Журавлев вытащил из кармана пиджака свое полотенце, высморкался, протер другим концом лысину и сказал:

— Так и тут: дело отнюдь не в слабой охране труда, а в изношенности водопроводных коммуникаций. Этому водопроводу, наверное, двести лет, и если бы он не тек, то было бы даже странно.

— В Риме есть водопровод, которому две тысячи лет, — сказал Спиридонов, — и ничего, работает, как часы.

— А у меня дома водопроводу без году педеля, потому что мы только что заселились, — вступила Зинаида Косых. — И что же вы думаете: течет!

— Они, наверное, трубы делают из картона, — на язвительной ноте заметил Зюзин.

— Присматриваюсь я к жизни и замечаю, — сказал инженер Страхов, поправляя свои очки: — Все как-то хиреет — от водопроводных труб до интеллигенции.

— Что правда, то правда, — поддержала его Малолеткова и настороженно скосилась на потолок. — Вот возьмем мою кошку: положенный срок ходила она, я извиняюсь, беременная, потом исчезла рожать, а денька через три как ни в чем не бывало возвращается без котят… Бросила, гадюка такая, своих котят!

— Про котят это, конечно, очень интересно, — сказал нормировщик Клюшкин, — но, с другой стороны, нужно как-то выходить из создавшегося; положения, а то потонем здесь к чертовой матери, вот и все!

Действительно, с потолка продолжало лить, стоял душный пар, почему-то припахивавший валенками, на полу уже образовалась сплошная лужа, и в конце концов все вынуждены были по примеру Косых с Малолетковой устроиться на столах.

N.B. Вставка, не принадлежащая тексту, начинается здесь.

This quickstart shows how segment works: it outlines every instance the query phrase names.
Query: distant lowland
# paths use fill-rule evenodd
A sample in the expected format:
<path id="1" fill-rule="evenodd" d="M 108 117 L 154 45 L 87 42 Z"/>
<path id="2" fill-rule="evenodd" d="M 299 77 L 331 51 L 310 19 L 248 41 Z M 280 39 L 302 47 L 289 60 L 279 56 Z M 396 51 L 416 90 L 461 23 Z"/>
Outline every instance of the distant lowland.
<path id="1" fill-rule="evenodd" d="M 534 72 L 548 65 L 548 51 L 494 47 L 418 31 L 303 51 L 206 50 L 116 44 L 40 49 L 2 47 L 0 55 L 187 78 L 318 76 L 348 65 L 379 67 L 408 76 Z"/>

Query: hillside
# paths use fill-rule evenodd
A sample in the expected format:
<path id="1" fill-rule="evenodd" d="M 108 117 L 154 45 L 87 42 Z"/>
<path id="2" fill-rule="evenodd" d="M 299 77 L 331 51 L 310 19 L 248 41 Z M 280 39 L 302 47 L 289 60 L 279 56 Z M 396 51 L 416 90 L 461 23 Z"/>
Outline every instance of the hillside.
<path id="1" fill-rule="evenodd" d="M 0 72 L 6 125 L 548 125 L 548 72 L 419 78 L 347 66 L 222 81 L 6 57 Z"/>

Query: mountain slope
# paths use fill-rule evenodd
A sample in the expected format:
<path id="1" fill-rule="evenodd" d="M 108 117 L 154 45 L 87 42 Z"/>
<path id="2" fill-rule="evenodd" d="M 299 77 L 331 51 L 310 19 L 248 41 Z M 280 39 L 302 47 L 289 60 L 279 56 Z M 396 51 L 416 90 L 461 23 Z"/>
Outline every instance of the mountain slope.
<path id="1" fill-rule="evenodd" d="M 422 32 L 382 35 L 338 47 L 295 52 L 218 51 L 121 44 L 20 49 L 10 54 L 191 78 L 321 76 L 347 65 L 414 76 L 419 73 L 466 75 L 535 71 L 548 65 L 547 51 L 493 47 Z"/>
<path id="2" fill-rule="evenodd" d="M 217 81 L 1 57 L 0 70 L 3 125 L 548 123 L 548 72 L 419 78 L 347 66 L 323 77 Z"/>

Картина вышла забавная и немного сказочная, неземная: огромный Журавлев, даже устроившись на столе, умудрился придать своей позе нечто руководящее, деловое; Вечерний Студент, то есть инспектор Спиридонов, скособочившись, принялся за бумаги; технолог Зюзин забрался на стол с ногами, притулился к стене и вперился в потолок; чертежник Лыков сидел, что называется, по-турецки; на столе, стоявшем в левом дальнем углу, собрался целый экипаж, так как на нем разместились нормировщик Клюшкин, Малолеткова и Косых; инженер Страхов по-ребячьи болтал ногами. Сквозь теплую, пахучую дымку эта картина виделась одновременно и ожившим анекдотом и каким-то бесовским фризом на современную тему, а тут еще Малолеткова зачем-то включила свет, и в картине немедленно появилось нечто от неприятного сновидения.

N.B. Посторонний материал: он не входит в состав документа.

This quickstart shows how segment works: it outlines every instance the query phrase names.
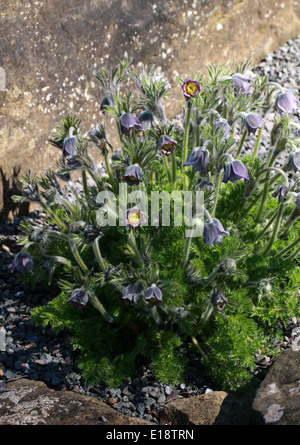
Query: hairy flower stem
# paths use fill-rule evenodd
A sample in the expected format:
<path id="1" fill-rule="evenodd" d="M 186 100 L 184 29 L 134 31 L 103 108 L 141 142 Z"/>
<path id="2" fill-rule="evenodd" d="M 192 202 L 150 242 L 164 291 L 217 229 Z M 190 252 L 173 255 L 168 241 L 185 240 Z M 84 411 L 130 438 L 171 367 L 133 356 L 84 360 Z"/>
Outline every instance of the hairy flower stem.
<path id="1" fill-rule="evenodd" d="M 109 176 L 109 179 L 110 179 L 110 183 L 112 185 L 114 193 L 117 195 L 118 191 L 119 191 L 118 190 L 118 185 L 116 183 L 116 180 L 114 178 L 113 172 L 111 170 L 111 166 L 110 166 L 107 154 L 104 155 L 104 160 L 105 160 L 106 170 L 107 170 L 107 173 L 108 173 L 108 176 Z"/>
<path id="2" fill-rule="evenodd" d="M 167 176 L 168 176 L 168 181 L 171 183 L 172 182 L 172 176 L 171 176 L 170 166 L 169 166 L 168 159 L 167 159 L 166 155 L 163 155 L 163 160 L 164 160 L 164 164 L 165 164 L 166 173 L 167 173 Z"/>
<path id="3" fill-rule="evenodd" d="M 100 269 L 102 270 L 102 272 L 106 272 L 107 267 L 106 267 L 105 261 L 101 255 L 100 248 L 99 248 L 99 237 L 97 237 L 95 239 L 95 241 L 93 242 L 93 251 L 94 251 L 96 260 L 100 266 Z"/>
<path id="4" fill-rule="evenodd" d="M 279 205 L 279 209 L 277 211 L 275 226 L 274 226 L 274 229 L 273 229 L 273 233 L 272 233 L 271 239 L 269 240 L 266 248 L 262 252 L 262 256 L 267 256 L 269 254 L 270 250 L 272 249 L 272 246 L 273 246 L 274 242 L 277 239 L 277 235 L 278 235 L 278 232 L 279 232 L 279 229 L 280 229 L 281 220 L 282 220 L 283 209 L 284 209 L 284 203 L 282 202 Z"/>
<path id="5" fill-rule="evenodd" d="M 184 140 L 183 140 L 183 154 L 182 154 L 182 177 L 183 177 L 183 185 L 184 189 L 188 189 L 188 177 L 184 168 L 185 161 L 188 157 L 188 145 L 189 145 L 189 130 L 190 130 L 190 122 L 191 122 L 191 114 L 192 114 L 192 103 L 188 100 L 186 107 L 186 116 L 185 116 L 185 129 L 184 129 Z"/>
<path id="6" fill-rule="evenodd" d="M 89 197 L 89 189 L 88 189 L 88 185 L 87 185 L 86 171 L 82 170 L 81 175 L 82 175 L 83 191 L 84 191 L 85 197 L 88 198 Z"/>
<path id="7" fill-rule="evenodd" d="M 172 184 L 173 184 L 173 188 L 176 187 L 176 181 L 177 181 L 177 164 L 176 164 L 176 155 L 173 152 L 172 153 Z"/>
<path id="8" fill-rule="evenodd" d="M 291 244 L 289 244 L 285 249 L 283 249 L 283 250 L 281 250 L 277 255 L 276 255 L 276 258 L 282 258 L 283 257 L 283 255 L 285 255 L 287 252 L 289 252 L 291 249 L 293 249 L 293 247 L 295 247 L 295 246 L 297 246 L 297 244 L 298 243 L 300 243 L 300 236 L 295 240 L 295 241 L 293 241 Z M 299 249 L 297 249 L 297 251 L 298 251 Z M 294 252 L 294 254 L 295 254 L 295 252 Z"/>
<path id="9" fill-rule="evenodd" d="M 248 133 L 247 130 L 245 130 L 244 133 L 243 133 L 243 136 L 242 136 L 241 141 L 240 141 L 240 145 L 239 145 L 238 150 L 237 150 L 236 155 L 235 155 L 235 159 L 237 159 L 239 157 L 239 155 L 240 155 L 240 153 L 242 151 L 245 139 L 247 137 L 247 133 Z"/>
<path id="10" fill-rule="evenodd" d="M 135 239 L 133 230 L 129 230 L 129 240 L 130 240 L 131 247 L 132 247 L 132 249 L 133 249 L 133 251 L 135 253 L 136 259 L 137 259 L 140 267 L 143 268 L 144 267 L 144 261 L 143 261 L 143 258 L 141 256 L 141 253 L 140 253 L 140 251 L 139 251 L 139 249 L 137 247 L 136 239 Z"/>
<path id="11" fill-rule="evenodd" d="M 258 130 L 257 140 L 256 140 L 256 144 L 255 144 L 255 147 L 254 147 L 254 152 L 253 152 L 253 156 L 254 156 L 255 158 L 256 158 L 256 156 L 257 156 L 258 149 L 259 149 L 259 146 L 260 146 L 260 140 L 261 140 L 262 130 L 263 130 L 262 127 Z"/>
<path id="12" fill-rule="evenodd" d="M 62 230 L 66 230 L 67 227 L 65 226 L 65 224 L 60 220 L 60 218 L 55 215 L 55 213 L 50 209 L 50 207 L 44 202 L 44 201 L 40 201 L 41 206 L 43 207 L 43 209 L 46 210 L 46 212 L 51 216 L 51 218 L 54 219 L 54 221 L 57 223 L 57 225 L 62 229 Z"/>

— А чего тут особенно думать, — не отрываясь от бумаг, сказал Спиридонов, — нужно просто послать кого-нибудь за сантехником, и он перекроет воду.

— Так ведь пока до двери доберешься, нитки сухой не останется! — сказал Зюзин, вытараща глаза.

— Тем более что ноль градусов на дворе, — заметила Малолеткова. — Пока туда-сюда, в сосульку превратишься, не то что схватишь, я извиняюсь, воспаление придатков или другую какую-нибудь болезнь.

— У нас вода не по Бойлю-Мариотту застывает, а при минус четырех, — объявил инженер Страхов и тронул свои очки.